As always he listened carefully to all the pros and cons, checked the market, my portfolio and speculated on the economy. Only then did he advise me what to do: “Go for it.” I made the decision the next day, and just yesterday Sandy advised me the final leg was confirmed (2nd class, 4:57 pm-8:11pm TGV train from de Gaulle airport to Avignon, $162.)
The day I made the trip decision Bob advised me thoughtfully how he would juggle things a bit to make all the expenses come out ok.
When I called him two weeks ago to confirm stock arrangements he had hardly any voice, but he assured me it was because of a problem with a stopped up ear; that he felt just fine.

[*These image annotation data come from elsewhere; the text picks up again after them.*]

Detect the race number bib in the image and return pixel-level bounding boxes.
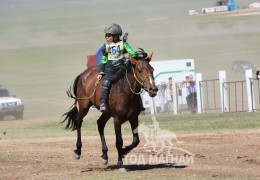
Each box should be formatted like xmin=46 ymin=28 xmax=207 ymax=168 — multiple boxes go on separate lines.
xmin=106 ymin=41 xmax=124 ymax=61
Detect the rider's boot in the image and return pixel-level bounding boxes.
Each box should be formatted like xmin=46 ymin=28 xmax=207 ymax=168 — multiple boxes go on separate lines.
xmin=100 ymin=80 xmax=111 ymax=112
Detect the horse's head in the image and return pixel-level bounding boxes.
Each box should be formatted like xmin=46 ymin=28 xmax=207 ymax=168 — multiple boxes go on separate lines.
xmin=130 ymin=53 xmax=158 ymax=97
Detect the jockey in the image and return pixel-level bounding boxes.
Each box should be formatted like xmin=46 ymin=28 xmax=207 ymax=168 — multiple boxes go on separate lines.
xmin=97 ymin=24 xmax=138 ymax=112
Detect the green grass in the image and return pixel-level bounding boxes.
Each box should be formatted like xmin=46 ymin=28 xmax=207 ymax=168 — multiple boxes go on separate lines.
xmin=0 ymin=113 xmax=260 ymax=139
xmin=0 ymin=0 xmax=260 ymax=119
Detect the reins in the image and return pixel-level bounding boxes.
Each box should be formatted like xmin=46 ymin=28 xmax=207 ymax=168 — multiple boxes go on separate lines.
xmin=67 ymin=80 xmax=99 ymax=101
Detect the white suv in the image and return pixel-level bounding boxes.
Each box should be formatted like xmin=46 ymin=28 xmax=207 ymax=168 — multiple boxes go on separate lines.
xmin=0 ymin=88 xmax=24 ymax=120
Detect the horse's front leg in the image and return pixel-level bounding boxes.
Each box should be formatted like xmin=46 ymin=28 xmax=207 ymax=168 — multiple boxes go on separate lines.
xmin=97 ymin=113 xmax=110 ymax=165
xmin=73 ymin=120 xmax=83 ymax=159
xmin=114 ymin=118 xmax=124 ymax=168
xmin=123 ymin=117 xmax=140 ymax=155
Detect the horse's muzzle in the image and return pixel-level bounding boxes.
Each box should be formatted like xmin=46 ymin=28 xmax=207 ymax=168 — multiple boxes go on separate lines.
xmin=148 ymin=86 xmax=158 ymax=97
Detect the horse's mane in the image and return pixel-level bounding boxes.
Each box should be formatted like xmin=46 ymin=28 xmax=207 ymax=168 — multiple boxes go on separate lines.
xmin=136 ymin=48 xmax=148 ymax=60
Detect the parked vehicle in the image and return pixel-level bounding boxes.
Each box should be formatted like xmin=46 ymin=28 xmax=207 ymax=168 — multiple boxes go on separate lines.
xmin=0 ymin=88 xmax=24 ymax=120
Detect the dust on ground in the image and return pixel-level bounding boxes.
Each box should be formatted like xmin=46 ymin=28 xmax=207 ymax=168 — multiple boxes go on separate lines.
xmin=0 ymin=130 xmax=260 ymax=179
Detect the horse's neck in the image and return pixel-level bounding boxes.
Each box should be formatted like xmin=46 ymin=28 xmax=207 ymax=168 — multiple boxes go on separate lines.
xmin=124 ymin=67 xmax=141 ymax=93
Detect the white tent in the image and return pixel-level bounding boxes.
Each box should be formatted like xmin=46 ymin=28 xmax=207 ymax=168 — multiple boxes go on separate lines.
xmin=248 ymin=2 xmax=260 ymax=9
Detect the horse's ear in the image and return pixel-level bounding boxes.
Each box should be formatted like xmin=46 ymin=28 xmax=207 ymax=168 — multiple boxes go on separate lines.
xmin=129 ymin=56 xmax=137 ymax=65
xmin=145 ymin=53 xmax=153 ymax=62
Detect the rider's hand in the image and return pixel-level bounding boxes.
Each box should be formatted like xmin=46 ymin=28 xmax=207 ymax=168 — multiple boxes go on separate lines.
xmin=97 ymin=74 xmax=102 ymax=81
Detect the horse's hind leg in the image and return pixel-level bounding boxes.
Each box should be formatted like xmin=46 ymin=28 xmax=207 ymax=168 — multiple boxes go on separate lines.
xmin=73 ymin=103 xmax=91 ymax=159
xmin=123 ymin=117 xmax=140 ymax=155
xmin=97 ymin=113 xmax=111 ymax=165
xmin=114 ymin=118 xmax=124 ymax=168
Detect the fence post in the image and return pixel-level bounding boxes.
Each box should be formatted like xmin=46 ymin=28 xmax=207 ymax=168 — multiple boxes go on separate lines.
xmin=172 ymin=77 xmax=179 ymax=114
xmin=149 ymin=97 xmax=156 ymax=116
xmin=219 ymin=71 xmax=229 ymax=113
xmin=245 ymin=69 xmax=255 ymax=112
xmin=196 ymin=73 xmax=204 ymax=114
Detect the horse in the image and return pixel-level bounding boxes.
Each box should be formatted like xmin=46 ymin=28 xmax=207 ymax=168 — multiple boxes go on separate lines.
xmin=63 ymin=51 xmax=158 ymax=168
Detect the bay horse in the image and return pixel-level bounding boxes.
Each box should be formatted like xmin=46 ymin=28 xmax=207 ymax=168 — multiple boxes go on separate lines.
xmin=63 ymin=51 xmax=158 ymax=168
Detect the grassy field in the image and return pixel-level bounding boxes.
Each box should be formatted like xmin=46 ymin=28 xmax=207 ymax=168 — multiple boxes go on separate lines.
xmin=0 ymin=112 xmax=260 ymax=139
xmin=0 ymin=0 xmax=260 ymax=119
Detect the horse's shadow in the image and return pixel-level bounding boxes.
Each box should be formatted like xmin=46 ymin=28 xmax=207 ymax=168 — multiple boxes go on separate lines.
xmin=107 ymin=163 xmax=188 ymax=171
xmin=81 ymin=163 xmax=188 ymax=172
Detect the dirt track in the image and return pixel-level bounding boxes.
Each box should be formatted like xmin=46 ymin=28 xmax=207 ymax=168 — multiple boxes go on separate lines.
xmin=0 ymin=130 xmax=260 ymax=179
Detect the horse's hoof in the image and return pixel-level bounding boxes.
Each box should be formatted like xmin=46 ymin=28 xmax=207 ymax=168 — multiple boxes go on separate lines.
xmin=118 ymin=167 xmax=127 ymax=173
xmin=100 ymin=158 xmax=108 ymax=165
xmin=72 ymin=152 xmax=80 ymax=159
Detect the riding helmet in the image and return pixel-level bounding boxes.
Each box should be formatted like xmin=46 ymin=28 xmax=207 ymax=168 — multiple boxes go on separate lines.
xmin=104 ymin=24 xmax=122 ymax=36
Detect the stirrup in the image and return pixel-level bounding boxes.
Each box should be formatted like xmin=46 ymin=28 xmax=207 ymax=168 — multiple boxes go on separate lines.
xmin=100 ymin=103 xmax=107 ymax=112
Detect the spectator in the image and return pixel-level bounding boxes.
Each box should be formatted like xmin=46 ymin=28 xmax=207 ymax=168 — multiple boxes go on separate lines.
xmin=256 ymin=71 xmax=260 ymax=80
xmin=168 ymin=77 xmax=173 ymax=102
xmin=158 ymin=82 xmax=166 ymax=113
xmin=181 ymin=74 xmax=197 ymax=114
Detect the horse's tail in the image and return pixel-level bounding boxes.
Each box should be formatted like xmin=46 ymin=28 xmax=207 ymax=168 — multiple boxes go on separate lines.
xmin=62 ymin=75 xmax=80 ymax=131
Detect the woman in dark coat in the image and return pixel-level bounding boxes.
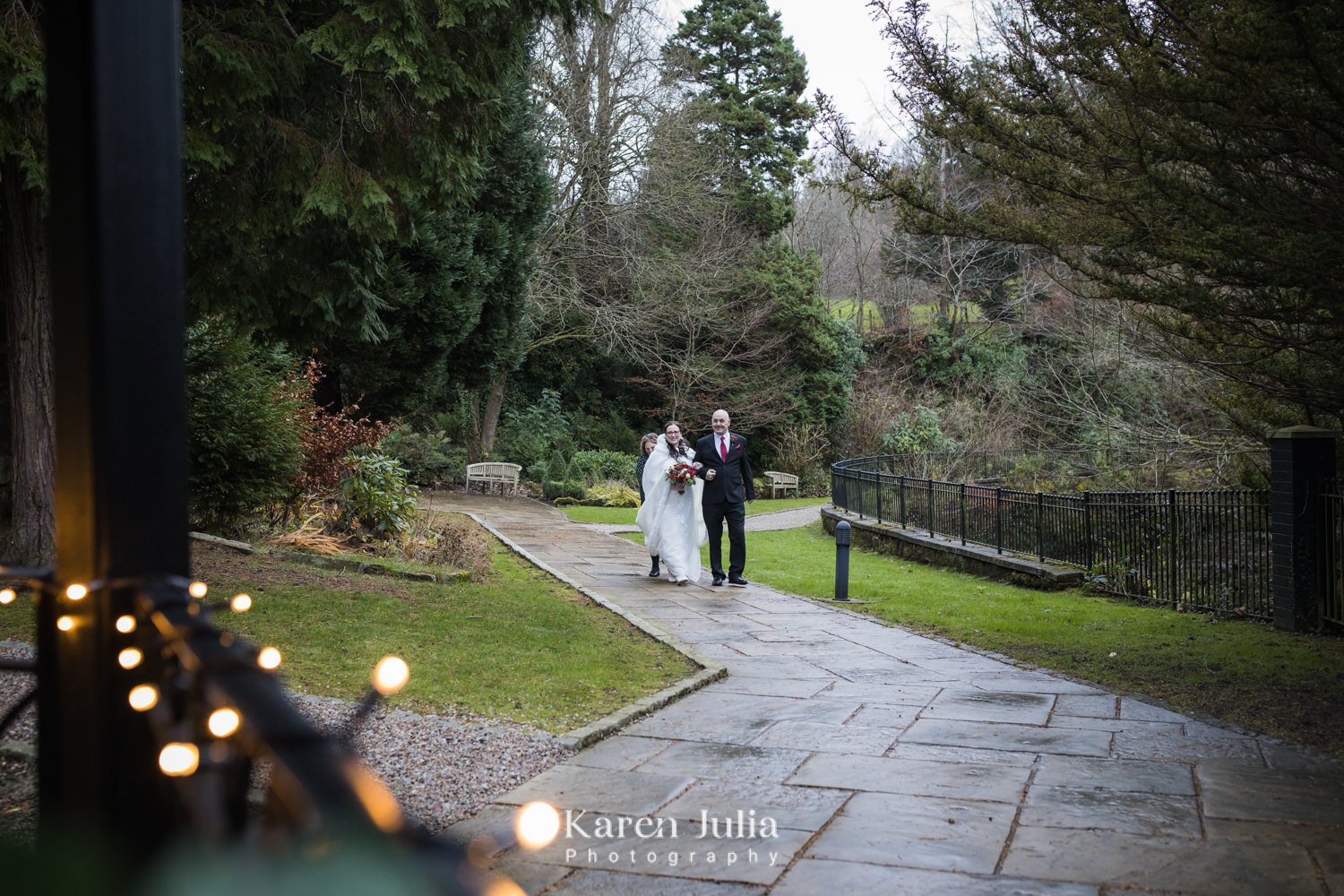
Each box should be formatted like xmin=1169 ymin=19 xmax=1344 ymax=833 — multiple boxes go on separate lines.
xmin=634 ymin=433 xmax=659 ymax=579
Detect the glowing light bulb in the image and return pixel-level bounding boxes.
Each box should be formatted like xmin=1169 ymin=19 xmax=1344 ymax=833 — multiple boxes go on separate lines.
xmin=128 ymin=685 xmax=159 ymax=712
xmin=374 ymin=657 xmax=411 ymax=697
xmin=159 ymin=743 xmax=201 ymax=778
xmin=513 ymin=801 xmax=561 ymax=849
xmin=206 ymin=710 xmax=242 ymax=737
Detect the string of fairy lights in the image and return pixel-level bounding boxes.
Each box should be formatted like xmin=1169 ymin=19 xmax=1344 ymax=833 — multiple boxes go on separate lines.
xmin=0 ymin=567 xmax=410 ymax=816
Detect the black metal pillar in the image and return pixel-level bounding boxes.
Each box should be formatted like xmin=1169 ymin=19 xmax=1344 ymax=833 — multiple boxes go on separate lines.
xmin=1269 ymin=426 xmax=1338 ymax=632
xmin=38 ymin=0 xmax=188 ymax=866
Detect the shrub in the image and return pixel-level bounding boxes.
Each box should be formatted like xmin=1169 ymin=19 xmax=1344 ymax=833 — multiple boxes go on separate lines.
xmin=492 ymin=390 xmax=573 ymax=469
xmin=406 ymin=516 xmax=491 ymax=579
xmin=339 ymin=452 xmax=419 ymax=538
xmin=542 ymin=479 xmax=583 ymax=503
xmin=378 ymin=427 xmax=467 ymax=487
xmin=882 ymin=404 xmax=960 ymax=454
xmin=187 ymin=318 xmax=304 ymax=530
xmin=546 ymin=452 xmax=570 ymax=482
xmin=290 ymin=358 xmax=392 ymax=495
xmin=570 ymin=450 xmax=634 ymax=485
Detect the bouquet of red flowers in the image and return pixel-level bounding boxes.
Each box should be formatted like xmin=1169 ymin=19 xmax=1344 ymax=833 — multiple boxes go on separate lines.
xmin=668 ymin=461 xmax=695 ymax=493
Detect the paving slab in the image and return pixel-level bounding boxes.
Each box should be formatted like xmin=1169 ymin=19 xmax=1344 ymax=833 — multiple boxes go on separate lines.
xmin=1018 ymin=786 xmax=1202 ymax=840
xmin=771 ymin=858 xmax=1099 ymax=896
xmin=752 ymin=719 xmax=900 ymax=756
xmin=919 ymin=688 xmax=1055 ymax=726
xmin=567 ymin=735 xmax=677 ymax=771
xmin=547 ymin=871 xmax=766 ymax=896
xmin=806 ymin=794 xmax=1013 ymax=874
xmin=788 ymin=754 xmax=1030 ymax=814
xmin=1195 ymin=762 xmax=1344 ymax=825
xmin=1003 ymin=828 xmax=1322 ymax=896
xmin=1032 ymin=756 xmax=1195 ymax=797
xmin=640 ymin=742 xmax=809 ymax=783
xmin=497 ymin=763 xmax=693 ymax=817
xmin=900 ymin=718 xmax=1112 ymax=756
xmin=427 ymin=495 xmax=1344 ymax=896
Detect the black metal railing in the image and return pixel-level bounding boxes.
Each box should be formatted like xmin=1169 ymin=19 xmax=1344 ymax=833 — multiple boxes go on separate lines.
xmin=1322 ymin=478 xmax=1344 ymax=626
xmin=831 ymin=452 xmax=1269 ymax=619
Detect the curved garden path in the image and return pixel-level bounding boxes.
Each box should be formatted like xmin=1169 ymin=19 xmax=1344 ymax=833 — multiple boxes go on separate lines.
xmin=435 ymin=495 xmax=1344 ymax=896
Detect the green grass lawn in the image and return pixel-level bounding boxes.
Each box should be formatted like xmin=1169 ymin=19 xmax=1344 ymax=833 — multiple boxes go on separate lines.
xmin=0 ymin=538 xmax=696 ymax=732
xmin=632 ymin=522 xmax=1344 ymax=755
xmin=561 ymin=498 xmax=831 ymax=525
xmin=827 ymin=298 xmax=882 ymax=329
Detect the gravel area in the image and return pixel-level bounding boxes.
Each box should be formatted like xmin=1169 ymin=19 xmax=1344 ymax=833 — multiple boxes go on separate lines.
xmin=0 ymin=642 xmax=573 ymax=840
xmin=296 ymin=696 xmax=573 ymax=831
xmin=0 ymin=641 xmax=38 ymax=844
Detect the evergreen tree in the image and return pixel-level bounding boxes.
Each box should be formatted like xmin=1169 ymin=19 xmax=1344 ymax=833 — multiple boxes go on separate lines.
xmin=320 ymin=71 xmax=550 ymax=419
xmin=664 ymin=0 xmax=814 ymax=235
xmin=0 ymin=0 xmax=585 ymax=560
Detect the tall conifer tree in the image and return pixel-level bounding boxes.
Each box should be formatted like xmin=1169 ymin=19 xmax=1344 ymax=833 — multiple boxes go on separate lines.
xmin=664 ymin=0 xmax=814 ymax=235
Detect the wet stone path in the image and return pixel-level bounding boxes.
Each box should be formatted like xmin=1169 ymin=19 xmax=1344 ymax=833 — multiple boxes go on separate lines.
xmin=438 ymin=495 xmax=1344 ymax=896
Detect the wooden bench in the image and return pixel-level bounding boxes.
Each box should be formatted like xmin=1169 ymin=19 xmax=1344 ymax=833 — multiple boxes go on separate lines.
xmin=765 ymin=470 xmax=798 ymax=498
xmin=467 ymin=461 xmax=523 ymax=492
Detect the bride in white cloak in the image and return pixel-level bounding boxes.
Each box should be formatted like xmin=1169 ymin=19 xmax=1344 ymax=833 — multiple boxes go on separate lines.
xmin=634 ymin=423 xmax=710 ymax=584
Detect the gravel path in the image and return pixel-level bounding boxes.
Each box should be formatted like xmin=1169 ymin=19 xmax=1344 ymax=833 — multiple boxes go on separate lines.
xmin=0 ymin=642 xmax=572 ymax=841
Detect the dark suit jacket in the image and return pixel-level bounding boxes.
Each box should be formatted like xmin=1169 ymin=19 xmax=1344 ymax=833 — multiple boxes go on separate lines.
xmin=695 ymin=430 xmax=755 ymax=504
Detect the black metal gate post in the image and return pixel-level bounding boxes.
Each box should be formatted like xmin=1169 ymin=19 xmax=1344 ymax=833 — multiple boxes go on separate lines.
xmin=1269 ymin=426 xmax=1338 ymax=632
xmin=38 ymin=0 xmax=188 ymax=866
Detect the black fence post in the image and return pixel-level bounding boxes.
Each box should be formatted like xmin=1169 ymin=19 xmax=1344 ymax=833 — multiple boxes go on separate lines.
xmin=1269 ymin=426 xmax=1339 ymax=632
xmin=1083 ymin=492 xmax=1097 ymax=573
xmin=874 ymin=470 xmax=882 ymax=525
xmin=961 ymin=482 xmax=967 ymax=547
xmin=1167 ymin=489 xmax=1180 ymax=610
xmin=1037 ymin=492 xmax=1046 ymax=563
xmin=38 ymin=0 xmax=188 ymax=872
xmin=995 ymin=487 xmax=1004 ymax=554
xmin=929 ymin=477 xmax=935 ymax=538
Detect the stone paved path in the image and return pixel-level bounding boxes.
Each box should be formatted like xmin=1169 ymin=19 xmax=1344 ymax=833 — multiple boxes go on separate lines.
xmin=441 ymin=495 xmax=1344 ymax=896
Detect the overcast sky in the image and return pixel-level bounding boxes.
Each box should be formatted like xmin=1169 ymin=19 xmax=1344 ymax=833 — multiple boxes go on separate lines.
xmin=669 ymin=0 xmax=975 ymax=138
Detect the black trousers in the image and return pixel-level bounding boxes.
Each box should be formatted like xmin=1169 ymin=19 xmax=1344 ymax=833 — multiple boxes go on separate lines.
xmin=703 ymin=504 xmax=747 ymax=578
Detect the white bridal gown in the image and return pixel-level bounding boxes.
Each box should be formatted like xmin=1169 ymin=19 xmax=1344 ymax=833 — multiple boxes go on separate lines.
xmin=634 ymin=435 xmax=710 ymax=582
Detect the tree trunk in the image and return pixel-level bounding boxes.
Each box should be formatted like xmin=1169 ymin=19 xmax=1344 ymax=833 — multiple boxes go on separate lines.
xmin=0 ymin=159 xmax=56 ymax=564
xmin=481 ymin=372 xmax=508 ymax=457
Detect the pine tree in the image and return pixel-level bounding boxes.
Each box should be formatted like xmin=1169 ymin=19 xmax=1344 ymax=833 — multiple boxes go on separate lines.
xmin=664 ymin=0 xmax=814 ymax=235
xmin=0 ymin=0 xmax=585 ymax=560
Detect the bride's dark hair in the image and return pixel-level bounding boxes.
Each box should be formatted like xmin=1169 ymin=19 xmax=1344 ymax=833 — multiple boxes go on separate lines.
xmin=663 ymin=420 xmax=691 ymax=457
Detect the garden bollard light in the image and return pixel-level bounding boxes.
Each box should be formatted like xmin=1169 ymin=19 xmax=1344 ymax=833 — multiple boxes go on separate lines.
xmin=836 ymin=520 xmax=851 ymax=600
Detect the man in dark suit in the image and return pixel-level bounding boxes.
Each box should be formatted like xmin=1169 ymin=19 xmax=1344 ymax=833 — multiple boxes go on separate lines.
xmin=695 ymin=411 xmax=755 ymax=587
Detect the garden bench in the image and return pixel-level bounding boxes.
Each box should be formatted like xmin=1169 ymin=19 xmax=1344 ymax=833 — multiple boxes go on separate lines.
xmin=467 ymin=461 xmax=523 ymax=492
xmin=765 ymin=470 xmax=798 ymax=498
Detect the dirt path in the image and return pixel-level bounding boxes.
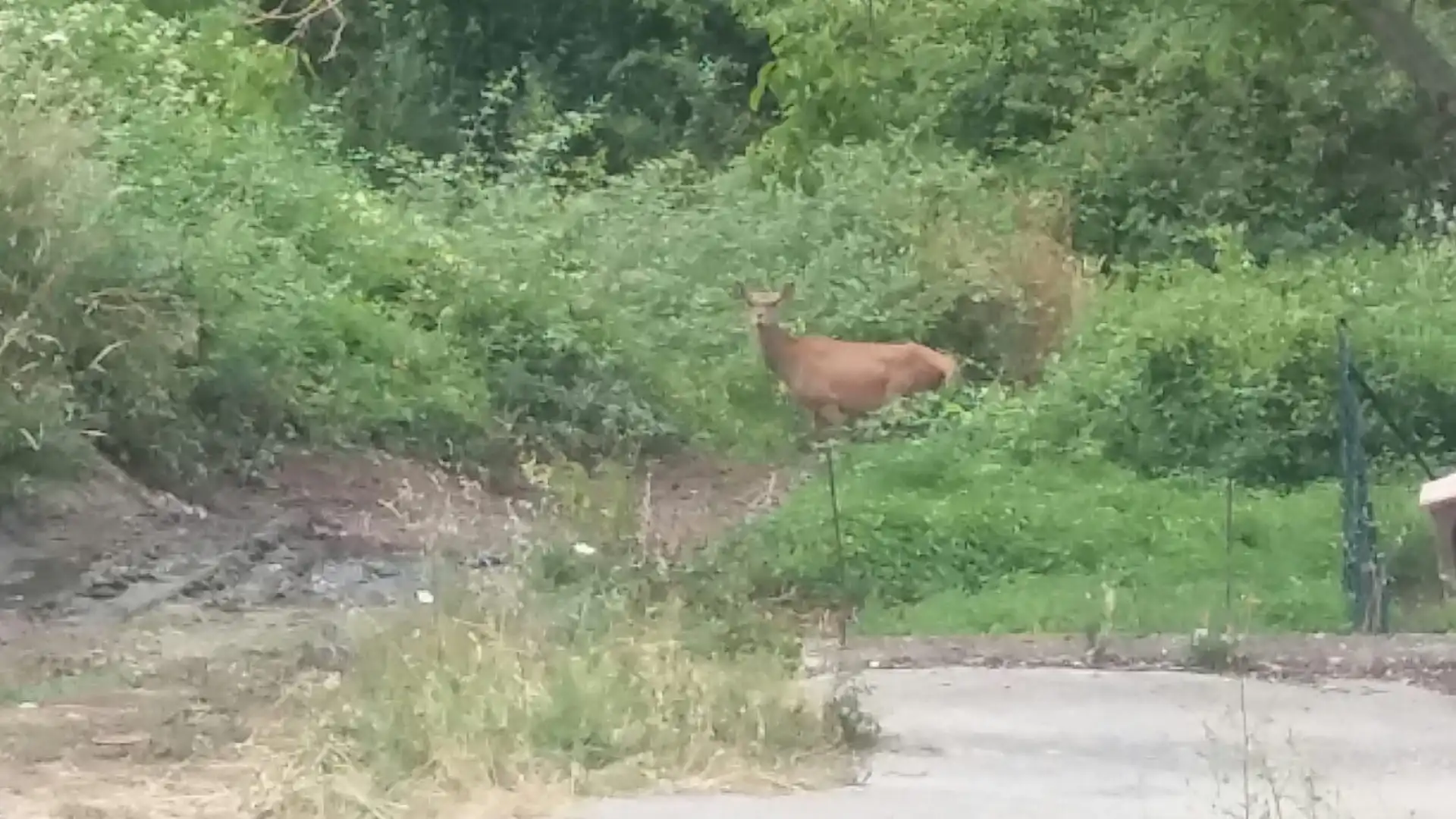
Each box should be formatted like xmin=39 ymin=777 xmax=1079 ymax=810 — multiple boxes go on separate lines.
xmin=568 ymin=667 xmax=1456 ymax=819
xmin=8 ymin=453 xmax=1456 ymax=819
xmin=0 ymin=453 xmax=788 ymax=617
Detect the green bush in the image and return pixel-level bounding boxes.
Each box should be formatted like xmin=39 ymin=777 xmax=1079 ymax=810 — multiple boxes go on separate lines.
xmin=1037 ymin=231 xmax=1456 ymax=487
xmin=736 ymin=0 xmax=1448 ymax=264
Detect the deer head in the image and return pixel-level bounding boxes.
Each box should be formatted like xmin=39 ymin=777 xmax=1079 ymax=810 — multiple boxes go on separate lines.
xmin=734 ymin=281 xmax=793 ymax=326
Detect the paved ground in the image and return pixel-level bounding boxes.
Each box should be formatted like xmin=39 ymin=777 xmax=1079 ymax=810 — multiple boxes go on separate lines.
xmin=573 ymin=667 xmax=1456 ymax=819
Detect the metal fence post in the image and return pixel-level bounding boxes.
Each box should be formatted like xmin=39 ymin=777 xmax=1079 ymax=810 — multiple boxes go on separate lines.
xmin=1338 ymin=321 xmax=1391 ymax=632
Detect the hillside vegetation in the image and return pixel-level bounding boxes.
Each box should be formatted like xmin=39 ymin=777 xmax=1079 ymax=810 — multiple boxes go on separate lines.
xmin=0 ymin=0 xmax=1456 ymax=629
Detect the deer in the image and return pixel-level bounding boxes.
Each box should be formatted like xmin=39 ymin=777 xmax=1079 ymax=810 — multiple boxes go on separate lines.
xmin=734 ymin=281 xmax=959 ymax=438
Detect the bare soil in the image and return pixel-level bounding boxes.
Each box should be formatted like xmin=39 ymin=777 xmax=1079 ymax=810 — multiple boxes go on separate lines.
xmin=0 ymin=452 xmax=1456 ymax=819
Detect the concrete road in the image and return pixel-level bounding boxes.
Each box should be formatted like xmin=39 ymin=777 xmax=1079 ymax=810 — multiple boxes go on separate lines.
xmin=573 ymin=667 xmax=1456 ymax=819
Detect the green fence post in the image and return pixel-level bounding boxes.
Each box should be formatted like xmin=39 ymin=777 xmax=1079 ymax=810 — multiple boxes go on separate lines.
xmin=1338 ymin=321 xmax=1391 ymax=632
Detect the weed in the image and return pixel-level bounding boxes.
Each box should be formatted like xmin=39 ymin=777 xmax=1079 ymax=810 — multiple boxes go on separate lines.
xmin=255 ymin=574 xmax=864 ymax=816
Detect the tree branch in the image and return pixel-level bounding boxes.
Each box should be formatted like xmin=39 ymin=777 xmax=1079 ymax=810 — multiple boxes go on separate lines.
xmin=253 ymin=0 xmax=350 ymax=63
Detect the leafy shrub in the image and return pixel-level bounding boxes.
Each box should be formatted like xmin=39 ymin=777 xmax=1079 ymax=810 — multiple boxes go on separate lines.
xmin=1038 ymin=231 xmax=1456 ymax=487
xmin=0 ymin=62 xmax=196 ymax=494
xmin=497 ymin=144 xmax=1084 ymax=447
xmin=736 ymin=0 xmax=1448 ymax=264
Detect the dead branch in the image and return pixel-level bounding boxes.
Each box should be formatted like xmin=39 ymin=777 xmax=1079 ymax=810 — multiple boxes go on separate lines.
xmin=252 ymin=0 xmax=350 ymax=63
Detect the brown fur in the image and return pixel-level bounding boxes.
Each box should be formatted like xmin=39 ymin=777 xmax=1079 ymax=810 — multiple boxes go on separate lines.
xmin=734 ymin=283 xmax=958 ymax=431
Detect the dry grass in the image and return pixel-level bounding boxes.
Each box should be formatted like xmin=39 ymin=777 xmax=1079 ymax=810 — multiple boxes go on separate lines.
xmin=244 ymin=448 xmax=874 ymax=819
xmin=252 ymin=576 xmax=861 ymax=817
xmin=918 ymin=186 xmax=1092 ymax=383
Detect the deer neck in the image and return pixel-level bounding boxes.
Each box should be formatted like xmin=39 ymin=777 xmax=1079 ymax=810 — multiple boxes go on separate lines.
xmin=758 ymin=324 xmax=798 ymax=379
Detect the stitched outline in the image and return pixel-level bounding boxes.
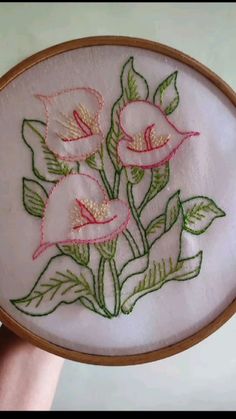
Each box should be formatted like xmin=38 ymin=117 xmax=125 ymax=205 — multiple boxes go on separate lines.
xmin=33 ymin=173 xmax=130 ymax=260
xmin=117 ymin=100 xmax=200 ymax=169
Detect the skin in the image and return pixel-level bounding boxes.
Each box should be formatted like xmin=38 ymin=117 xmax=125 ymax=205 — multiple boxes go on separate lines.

A phone call today at 10:30am from his boss advised me that Rob died this morning at 9:15, in his sleep. Just recently he fulfilled a lifelong ambition to go to Hawaii to learn to snorkel, which he did with his wife and adopted daughter. I guess he too decided to “Go for It.”
Rob has been battling pancreatic cancer ever so bravely for over three years, going in and out of remission. From first diagnosis, Steve Jobs has been an inspiration to him.Last week I was rejoicing that Kodi, my dog, did not have a terminal disease. Suddenly my mood is reversed. My spirit is truly sagging, and it feels like a black cloud moving in on me. The photo above was taken a couple of weeks ago from the deck when a storm was coming in. I hope I can put on a happy face for those coming to my art show this weekend, and if I can’t that they will forgive me for the tears that are currently under all the happy flowers and children I paint.